Doc Brown "Loved Himself Some Einstein" | StarTalk
Einstein always kind of, uh, amazes me. And it was he amazes us all, by the way. Yes, yeah, and he was just a clerk in the patent Department. Yeah, nobody knew, you know, but he's going looking at this, and there's a railroad station.
And he spent a lot of time doing mind games. What are they called? Thought experiments. Yeah, you gon experience having to do with if a train is moving through, and somebody drops a ball and it bounces. How fast is it? You know, and how it relates to the world outside the platform.
Seeds of the Genesis of Relativity. And there was a famous Clock Tower over the railroad stations, so there was time travel, all that kind of stuff, uh, going on. So he loved himself some Einstein.
Yeah, in fact, my favorite Einstein quote is, "If a theory cannot be explained to a child, then the theory is probably useless," meaning that all great theories are based on pictures that even children can understand the idea.
And so, so in 1905 he had the special theory of relativity, which involved the trains and the clocks and the timings. And then, 10 years later, uh, 11 years later, the general theory of relativity.
So, Meo relativity is a modern idea of how the world works, and it doesn't seem to emanate from anyone's sort of chair because it's not part of anybody's common sense.

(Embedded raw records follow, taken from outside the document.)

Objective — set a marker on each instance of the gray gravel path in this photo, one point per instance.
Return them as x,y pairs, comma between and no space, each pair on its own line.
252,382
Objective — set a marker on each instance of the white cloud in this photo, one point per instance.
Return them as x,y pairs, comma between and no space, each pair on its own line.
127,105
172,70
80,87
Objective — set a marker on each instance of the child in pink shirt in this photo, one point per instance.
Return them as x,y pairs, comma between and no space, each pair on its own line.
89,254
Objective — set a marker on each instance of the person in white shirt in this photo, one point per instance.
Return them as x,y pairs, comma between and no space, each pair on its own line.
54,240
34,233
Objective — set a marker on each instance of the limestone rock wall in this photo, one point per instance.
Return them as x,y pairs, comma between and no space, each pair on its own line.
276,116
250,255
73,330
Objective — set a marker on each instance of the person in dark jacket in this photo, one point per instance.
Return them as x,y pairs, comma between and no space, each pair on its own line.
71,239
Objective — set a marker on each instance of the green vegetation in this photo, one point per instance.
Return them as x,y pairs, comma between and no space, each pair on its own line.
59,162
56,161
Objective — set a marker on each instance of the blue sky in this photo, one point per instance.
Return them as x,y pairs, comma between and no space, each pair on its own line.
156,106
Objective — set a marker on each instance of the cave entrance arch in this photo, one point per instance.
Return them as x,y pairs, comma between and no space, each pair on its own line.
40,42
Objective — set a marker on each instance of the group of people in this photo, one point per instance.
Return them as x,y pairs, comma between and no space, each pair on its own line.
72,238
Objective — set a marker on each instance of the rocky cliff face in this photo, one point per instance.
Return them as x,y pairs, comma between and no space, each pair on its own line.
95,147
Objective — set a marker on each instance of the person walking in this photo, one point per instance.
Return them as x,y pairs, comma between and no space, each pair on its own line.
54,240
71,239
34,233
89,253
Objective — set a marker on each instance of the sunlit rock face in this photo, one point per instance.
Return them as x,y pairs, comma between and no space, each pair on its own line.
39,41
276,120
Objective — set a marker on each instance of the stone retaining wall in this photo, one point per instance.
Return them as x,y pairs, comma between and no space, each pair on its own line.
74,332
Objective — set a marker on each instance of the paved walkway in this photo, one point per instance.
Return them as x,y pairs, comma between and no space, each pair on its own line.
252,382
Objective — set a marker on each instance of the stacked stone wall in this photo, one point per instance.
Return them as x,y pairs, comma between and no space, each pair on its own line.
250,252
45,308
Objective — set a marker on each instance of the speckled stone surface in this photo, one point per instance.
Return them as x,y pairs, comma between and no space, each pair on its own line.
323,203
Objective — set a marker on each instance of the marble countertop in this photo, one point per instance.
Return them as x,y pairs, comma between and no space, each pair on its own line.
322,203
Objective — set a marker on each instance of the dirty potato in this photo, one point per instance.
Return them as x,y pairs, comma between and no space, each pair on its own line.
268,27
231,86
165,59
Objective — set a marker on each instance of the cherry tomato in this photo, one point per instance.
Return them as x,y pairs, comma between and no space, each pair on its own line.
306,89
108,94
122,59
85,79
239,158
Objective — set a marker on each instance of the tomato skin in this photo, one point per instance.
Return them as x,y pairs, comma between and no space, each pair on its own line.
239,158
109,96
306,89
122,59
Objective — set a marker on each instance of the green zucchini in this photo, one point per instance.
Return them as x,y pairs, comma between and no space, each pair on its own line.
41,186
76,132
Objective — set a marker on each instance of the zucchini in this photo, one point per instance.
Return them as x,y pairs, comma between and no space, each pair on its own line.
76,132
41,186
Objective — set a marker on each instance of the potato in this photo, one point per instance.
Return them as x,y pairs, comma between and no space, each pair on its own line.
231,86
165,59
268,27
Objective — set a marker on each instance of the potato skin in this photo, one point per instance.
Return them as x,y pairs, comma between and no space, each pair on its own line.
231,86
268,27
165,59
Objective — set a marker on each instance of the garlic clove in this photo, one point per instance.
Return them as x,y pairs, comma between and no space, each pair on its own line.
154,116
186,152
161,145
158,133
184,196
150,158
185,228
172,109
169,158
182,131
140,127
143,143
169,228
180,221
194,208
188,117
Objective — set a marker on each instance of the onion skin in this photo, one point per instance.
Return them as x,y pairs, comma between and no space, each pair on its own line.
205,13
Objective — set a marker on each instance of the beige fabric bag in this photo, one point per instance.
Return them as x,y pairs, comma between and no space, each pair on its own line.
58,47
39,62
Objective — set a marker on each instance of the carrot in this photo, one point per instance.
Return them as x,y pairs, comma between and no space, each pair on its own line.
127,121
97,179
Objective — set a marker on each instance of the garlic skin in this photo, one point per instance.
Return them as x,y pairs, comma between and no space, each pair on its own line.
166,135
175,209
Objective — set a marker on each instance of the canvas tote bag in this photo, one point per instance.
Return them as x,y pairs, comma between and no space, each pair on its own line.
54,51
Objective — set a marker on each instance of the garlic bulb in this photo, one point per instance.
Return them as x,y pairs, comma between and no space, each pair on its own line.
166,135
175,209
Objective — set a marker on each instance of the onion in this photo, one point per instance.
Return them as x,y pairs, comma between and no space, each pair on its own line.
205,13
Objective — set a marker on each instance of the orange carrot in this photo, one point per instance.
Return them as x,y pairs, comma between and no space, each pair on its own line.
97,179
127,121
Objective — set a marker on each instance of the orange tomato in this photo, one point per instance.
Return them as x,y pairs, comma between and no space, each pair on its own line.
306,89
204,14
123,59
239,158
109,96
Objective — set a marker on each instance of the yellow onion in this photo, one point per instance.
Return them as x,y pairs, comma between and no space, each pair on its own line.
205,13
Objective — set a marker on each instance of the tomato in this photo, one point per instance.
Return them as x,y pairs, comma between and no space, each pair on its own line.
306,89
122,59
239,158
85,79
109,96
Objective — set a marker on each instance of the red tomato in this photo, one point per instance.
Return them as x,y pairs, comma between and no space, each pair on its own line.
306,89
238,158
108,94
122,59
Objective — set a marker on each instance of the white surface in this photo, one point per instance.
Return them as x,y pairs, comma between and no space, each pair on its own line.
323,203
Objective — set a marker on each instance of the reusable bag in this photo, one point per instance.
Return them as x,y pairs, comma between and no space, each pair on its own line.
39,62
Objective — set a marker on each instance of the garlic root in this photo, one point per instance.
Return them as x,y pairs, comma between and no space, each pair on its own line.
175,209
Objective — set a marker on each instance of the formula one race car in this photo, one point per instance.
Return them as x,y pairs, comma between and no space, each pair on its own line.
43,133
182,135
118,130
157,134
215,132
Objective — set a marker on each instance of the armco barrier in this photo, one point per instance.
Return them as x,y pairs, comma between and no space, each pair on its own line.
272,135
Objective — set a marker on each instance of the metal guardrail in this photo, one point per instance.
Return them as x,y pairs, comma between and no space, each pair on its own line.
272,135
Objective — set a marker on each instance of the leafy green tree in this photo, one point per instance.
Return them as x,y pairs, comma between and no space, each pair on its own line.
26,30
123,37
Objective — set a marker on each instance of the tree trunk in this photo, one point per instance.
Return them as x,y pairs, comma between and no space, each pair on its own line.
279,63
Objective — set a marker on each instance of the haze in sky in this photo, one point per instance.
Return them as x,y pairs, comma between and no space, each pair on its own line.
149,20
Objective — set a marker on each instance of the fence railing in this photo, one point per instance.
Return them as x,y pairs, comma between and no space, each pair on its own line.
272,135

That's right. Common sense says that time is like an arrow you fire; it never comes back.
One second on the earth is like one second on the moon. Einstein says no, time is like a river, a river that meanders and speeds up and slows down. And the new wrinkle on this that I work on is the fact that the river of time can have whirlpools and fork into two rivers.
And that, of course, is Back to the Future: whirlpools in the river of time. Man, that sounds like a really cool soap opera. That I—and now on the next episode of Whirlpool's River of Time!